Insomnies
Navire soudé au récif la grande maison
craquait, la nuit, dans sa membrure et ses charpentes
au carrefour de vents contraires
qui lui soufflaient discrètement le message iodé
de la mer... Sur ma couchette en merisier,
étroite et courte comme étaient les lits
de nos ancêtres, j'écoutais dériver dans un
froissement soyeux la lune et les étoiles, qui
de temps en temps glissaient un mince doigt
laiteux à travers les jalousies des volets. Le temps
alors se distendait immensément, les heures
sombraient avec une imperceptible lenteur,
étiraient leur latex jusqu'au fond de l'abîme
où les galaxies rôdent en tournoyant ainsi
que méduses luminescentes. Une senteur
d'huîtres fraîches et de marée traversait
périodiquement la chambre chaque fois
qu'un grand requin, plus noir que l'ombre
dont sa forme était composée, virevoltait
d'un mur à l'autre au rythme des feuillages
qui berçaient leurs frissons, dehors,
à la hauteur du clair de lune. Temps
de paix et douceur, de minuits parfumés
au lavandin, à l'anis, au jasmin. Des merles
rivalisaient avec les rossignols dans le cyprès
en sentinelle au fond du parc. Roulades, trilles
en cascade, enchantaient mon demi-sommeil
traversé d'anges nus, de magiciennes au profil
parfait, aux yeux vertigineux d'amandes sombres,
aux chevelures qui, par mèches, sur le front
retombaient comme plumes de corbeau.
Il y avait aussi une Princesse-au-loin, dont un
bandeau ceignait la blondeur répartie en deux
masses égales, et puis le Chevalier Antar
sur son destrier à croupe luisante, qui venait
en aide aux pauvres veuves de Syrie et du Liban :
armure noire – Allahou Akbar ! - casque damasquiné,
avec en pointe le Croissant d'argent niellé. A travers
le vaste désert nocturne, un spectre de moi-même
s'aventurait à la recherche du trésor secret
des Pharaons, turquoise et or, encens et papyrus.

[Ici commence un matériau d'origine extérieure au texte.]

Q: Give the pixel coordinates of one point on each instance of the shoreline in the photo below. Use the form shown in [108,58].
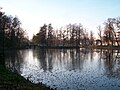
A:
[13,81]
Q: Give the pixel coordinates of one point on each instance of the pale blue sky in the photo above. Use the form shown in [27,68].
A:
[34,13]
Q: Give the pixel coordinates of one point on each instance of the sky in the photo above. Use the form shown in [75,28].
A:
[34,13]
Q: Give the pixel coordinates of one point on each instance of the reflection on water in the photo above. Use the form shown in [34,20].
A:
[68,69]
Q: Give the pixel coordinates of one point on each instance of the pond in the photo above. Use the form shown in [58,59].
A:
[68,69]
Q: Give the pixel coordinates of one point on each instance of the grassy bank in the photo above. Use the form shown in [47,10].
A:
[13,81]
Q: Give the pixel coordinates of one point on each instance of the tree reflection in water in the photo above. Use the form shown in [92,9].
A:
[68,68]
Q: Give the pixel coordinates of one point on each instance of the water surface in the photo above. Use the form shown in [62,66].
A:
[68,69]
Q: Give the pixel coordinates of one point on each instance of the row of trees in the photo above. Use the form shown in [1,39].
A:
[110,34]
[70,35]
[11,33]
[76,35]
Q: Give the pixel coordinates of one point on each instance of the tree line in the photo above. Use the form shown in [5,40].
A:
[70,35]
[77,35]
[12,34]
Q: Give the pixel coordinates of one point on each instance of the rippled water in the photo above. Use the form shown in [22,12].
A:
[65,69]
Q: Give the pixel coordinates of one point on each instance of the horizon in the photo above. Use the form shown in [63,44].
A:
[34,13]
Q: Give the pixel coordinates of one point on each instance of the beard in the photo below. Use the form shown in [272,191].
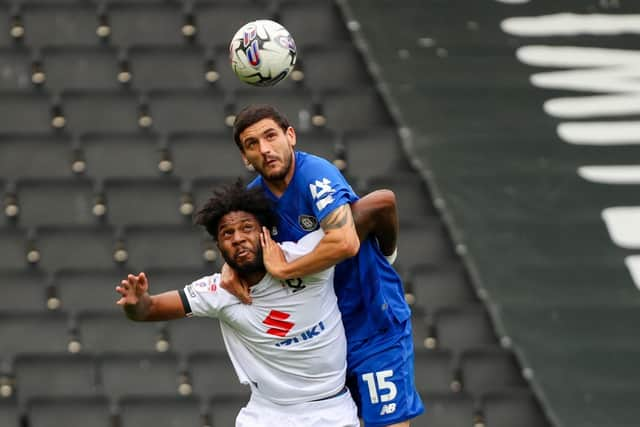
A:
[249,267]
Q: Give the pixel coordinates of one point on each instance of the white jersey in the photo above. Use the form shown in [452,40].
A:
[289,344]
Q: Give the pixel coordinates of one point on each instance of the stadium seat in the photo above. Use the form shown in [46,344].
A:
[70,24]
[80,68]
[354,110]
[147,247]
[100,111]
[161,411]
[314,24]
[437,286]
[71,247]
[131,374]
[25,113]
[147,201]
[16,66]
[193,110]
[55,375]
[225,409]
[88,290]
[205,155]
[120,155]
[77,411]
[9,413]
[145,24]
[509,407]
[485,370]
[109,331]
[430,237]
[23,289]
[73,199]
[433,370]
[29,332]
[13,246]
[373,153]
[35,156]
[412,195]
[294,103]
[196,335]
[462,328]
[156,67]
[217,22]
[212,375]
[445,410]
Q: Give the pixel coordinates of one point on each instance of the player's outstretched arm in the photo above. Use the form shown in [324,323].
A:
[377,214]
[139,305]
[340,241]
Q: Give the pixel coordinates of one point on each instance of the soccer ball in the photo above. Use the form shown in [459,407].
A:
[262,53]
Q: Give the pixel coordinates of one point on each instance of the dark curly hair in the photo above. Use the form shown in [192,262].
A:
[231,198]
[253,114]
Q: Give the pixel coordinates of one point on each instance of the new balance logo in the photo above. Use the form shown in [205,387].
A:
[387,409]
[277,320]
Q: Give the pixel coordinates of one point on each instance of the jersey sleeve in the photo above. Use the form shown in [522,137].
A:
[205,297]
[326,187]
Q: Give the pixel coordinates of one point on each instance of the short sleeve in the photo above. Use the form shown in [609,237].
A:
[205,297]
[326,186]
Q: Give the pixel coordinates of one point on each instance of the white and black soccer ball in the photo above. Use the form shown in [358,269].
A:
[262,53]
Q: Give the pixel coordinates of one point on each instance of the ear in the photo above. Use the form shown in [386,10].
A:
[291,135]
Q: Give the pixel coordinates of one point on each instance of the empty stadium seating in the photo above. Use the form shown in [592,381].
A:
[114,127]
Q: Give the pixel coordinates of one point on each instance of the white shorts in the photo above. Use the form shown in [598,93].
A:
[339,411]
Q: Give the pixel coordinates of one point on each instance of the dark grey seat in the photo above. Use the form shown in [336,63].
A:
[200,155]
[69,24]
[35,155]
[489,369]
[80,67]
[29,332]
[25,113]
[55,375]
[76,411]
[188,336]
[59,201]
[152,201]
[161,411]
[461,328]
[81,247]
[120,155]
[88,289]
[100,111]
[16,68]
[23,289]
[145,24]
[138,373]
[212,375]
[437,286]
[147,247]
[167,67]
[109,331]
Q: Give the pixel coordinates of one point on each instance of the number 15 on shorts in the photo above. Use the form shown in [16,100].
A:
[380,389]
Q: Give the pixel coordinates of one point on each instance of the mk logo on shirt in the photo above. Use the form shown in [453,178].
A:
[321,191]
[277,320]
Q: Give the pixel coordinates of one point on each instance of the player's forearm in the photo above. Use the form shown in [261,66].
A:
[335,246]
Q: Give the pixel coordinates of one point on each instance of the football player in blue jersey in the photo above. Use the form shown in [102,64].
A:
[310,193]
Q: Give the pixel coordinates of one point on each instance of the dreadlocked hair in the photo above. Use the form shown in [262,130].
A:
[232,198]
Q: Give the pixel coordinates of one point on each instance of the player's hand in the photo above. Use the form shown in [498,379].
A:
[272,255]
[132,289]
[234,285]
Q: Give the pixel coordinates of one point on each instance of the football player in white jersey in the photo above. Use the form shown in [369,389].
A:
[289,344]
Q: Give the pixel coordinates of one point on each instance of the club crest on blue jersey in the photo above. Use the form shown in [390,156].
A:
[308,222]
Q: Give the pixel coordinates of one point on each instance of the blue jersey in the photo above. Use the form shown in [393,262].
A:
[369,291]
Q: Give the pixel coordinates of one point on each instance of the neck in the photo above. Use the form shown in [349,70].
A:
[278,187]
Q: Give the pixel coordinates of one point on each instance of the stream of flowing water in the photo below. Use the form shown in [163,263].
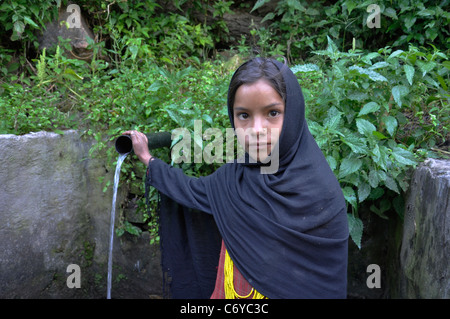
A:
[113,216]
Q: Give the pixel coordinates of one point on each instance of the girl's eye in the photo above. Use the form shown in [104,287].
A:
[242,116]
[274,113]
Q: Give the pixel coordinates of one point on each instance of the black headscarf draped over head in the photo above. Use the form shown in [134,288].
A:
[286,232]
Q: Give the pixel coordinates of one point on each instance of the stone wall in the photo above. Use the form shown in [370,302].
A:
[53,213]
[425,250]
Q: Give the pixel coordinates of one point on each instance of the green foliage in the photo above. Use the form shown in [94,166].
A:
[19,18]
[301,26]
[358,118]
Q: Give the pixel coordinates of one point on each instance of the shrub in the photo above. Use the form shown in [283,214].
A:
[359,117]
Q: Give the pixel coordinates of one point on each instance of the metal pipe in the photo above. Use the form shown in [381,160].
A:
[124,145]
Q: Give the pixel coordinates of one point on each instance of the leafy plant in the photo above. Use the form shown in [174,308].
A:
[357,119]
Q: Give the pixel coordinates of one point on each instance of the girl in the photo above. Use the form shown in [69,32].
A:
[284,233]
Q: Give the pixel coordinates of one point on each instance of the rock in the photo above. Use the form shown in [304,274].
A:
[54,213]
[70,25]
[425,251]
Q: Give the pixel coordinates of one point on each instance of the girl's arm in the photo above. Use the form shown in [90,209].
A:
[170,181]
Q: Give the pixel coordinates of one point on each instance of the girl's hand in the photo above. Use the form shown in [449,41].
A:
[140,145]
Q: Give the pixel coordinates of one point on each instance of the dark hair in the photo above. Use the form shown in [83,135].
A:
[253,71]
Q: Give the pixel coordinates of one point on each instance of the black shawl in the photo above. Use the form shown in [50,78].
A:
[286,232]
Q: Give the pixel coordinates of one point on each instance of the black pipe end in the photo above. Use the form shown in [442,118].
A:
[124,145]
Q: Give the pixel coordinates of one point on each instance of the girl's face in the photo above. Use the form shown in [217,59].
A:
[258,113]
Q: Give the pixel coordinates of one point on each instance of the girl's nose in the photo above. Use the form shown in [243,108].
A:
[258,126]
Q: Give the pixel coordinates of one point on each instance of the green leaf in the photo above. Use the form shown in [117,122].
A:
[350,196]
[395,54]
[374,76]
[403,156]
[28,20]
[332,162]
[363,191]
[409,71]
[391,184]
[19,27]
[370,107]
[365,127]
[155,86]
[304,68]
[73,73]
[374,179]
[379,135]
[398,92]
[356,143]
[391,124]
[355,227]
[349,166]
[259,4]
[390,12]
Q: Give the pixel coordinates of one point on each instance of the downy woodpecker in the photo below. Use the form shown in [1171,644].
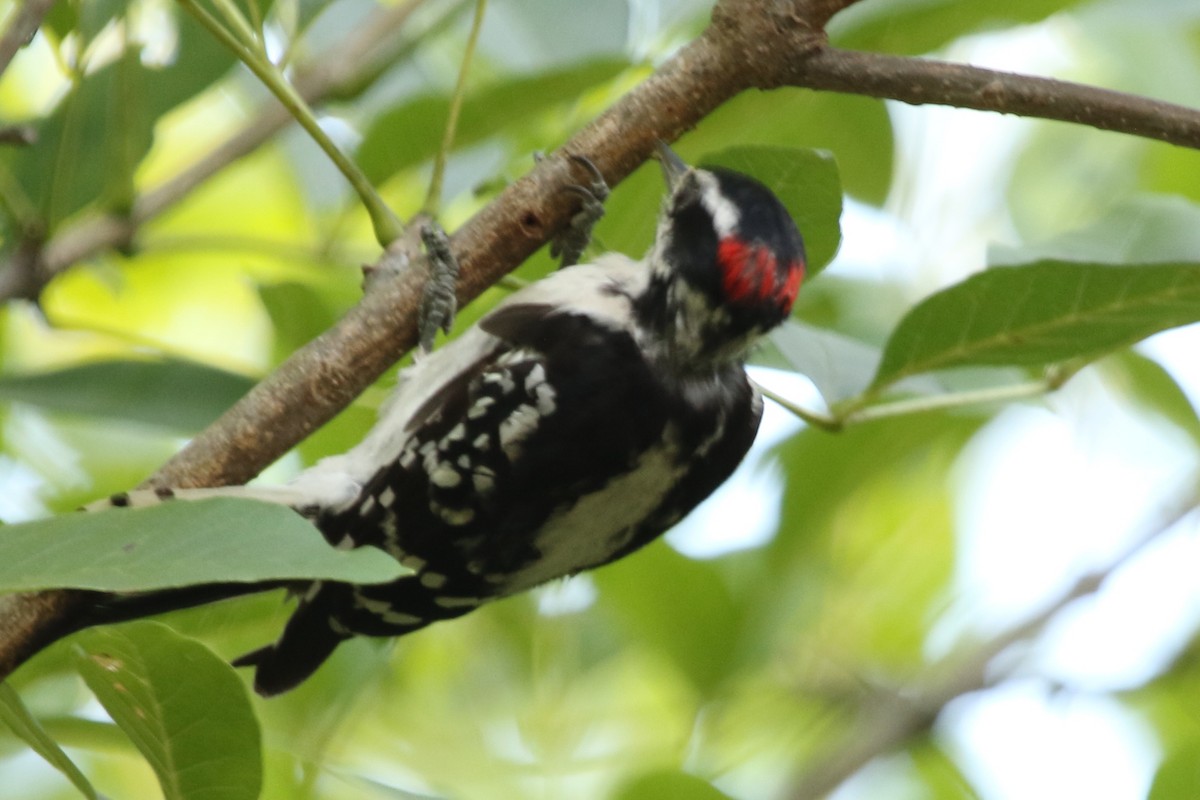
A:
[574,423]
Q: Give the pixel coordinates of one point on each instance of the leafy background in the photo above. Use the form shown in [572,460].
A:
[835,588]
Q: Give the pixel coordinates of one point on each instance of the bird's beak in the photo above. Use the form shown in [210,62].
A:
[673,167]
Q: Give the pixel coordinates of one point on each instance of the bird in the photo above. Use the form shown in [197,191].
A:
[573,425]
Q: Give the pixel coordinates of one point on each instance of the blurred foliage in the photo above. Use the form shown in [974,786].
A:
[665,675]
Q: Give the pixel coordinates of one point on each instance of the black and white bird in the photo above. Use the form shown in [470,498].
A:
[574,423]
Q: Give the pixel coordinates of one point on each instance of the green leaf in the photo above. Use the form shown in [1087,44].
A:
[857,130]
[1155,389]
[15,715]
[669,785]
[808,184]
[84,149]
[805,180]
[171,394]
[1038,314]
[411,133]
[633,590]
[183,707]
[178,545]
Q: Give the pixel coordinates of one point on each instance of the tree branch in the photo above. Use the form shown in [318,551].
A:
[921,80]
[882,727]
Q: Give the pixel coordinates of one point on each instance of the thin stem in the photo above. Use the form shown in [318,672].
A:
[857,410]
[387,226]
[433,199]
[239,25]
[816,419]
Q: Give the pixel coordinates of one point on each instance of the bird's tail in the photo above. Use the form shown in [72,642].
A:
[310,637]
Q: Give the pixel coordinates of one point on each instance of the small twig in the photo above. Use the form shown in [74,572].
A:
[25,22]
[857,409]
[433,199]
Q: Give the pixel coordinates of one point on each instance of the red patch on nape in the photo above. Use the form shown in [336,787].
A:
[750,272]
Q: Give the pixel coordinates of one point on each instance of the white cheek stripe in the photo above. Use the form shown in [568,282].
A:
[725,215]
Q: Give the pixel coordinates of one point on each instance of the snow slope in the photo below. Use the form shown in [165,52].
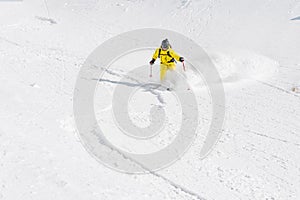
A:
[253,43]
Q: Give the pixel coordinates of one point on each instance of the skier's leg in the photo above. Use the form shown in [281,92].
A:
[172,75]
[163,71]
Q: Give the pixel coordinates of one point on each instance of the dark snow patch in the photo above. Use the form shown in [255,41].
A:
[296,18]
[51,21]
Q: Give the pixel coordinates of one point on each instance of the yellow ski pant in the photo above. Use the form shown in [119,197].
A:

En ce temps-là le Sphinx avait encore son nez
et l'on entendait à l'aurore gémir longuement
le Colosse de Memnon. J'écoutais dans la chambre
voisine, alterner les respirations régulières
de mon père et de ma mère. J'imaginais la paix
qui détendait leurs chers visages endormis
et j'étais heureux sous mon édredon.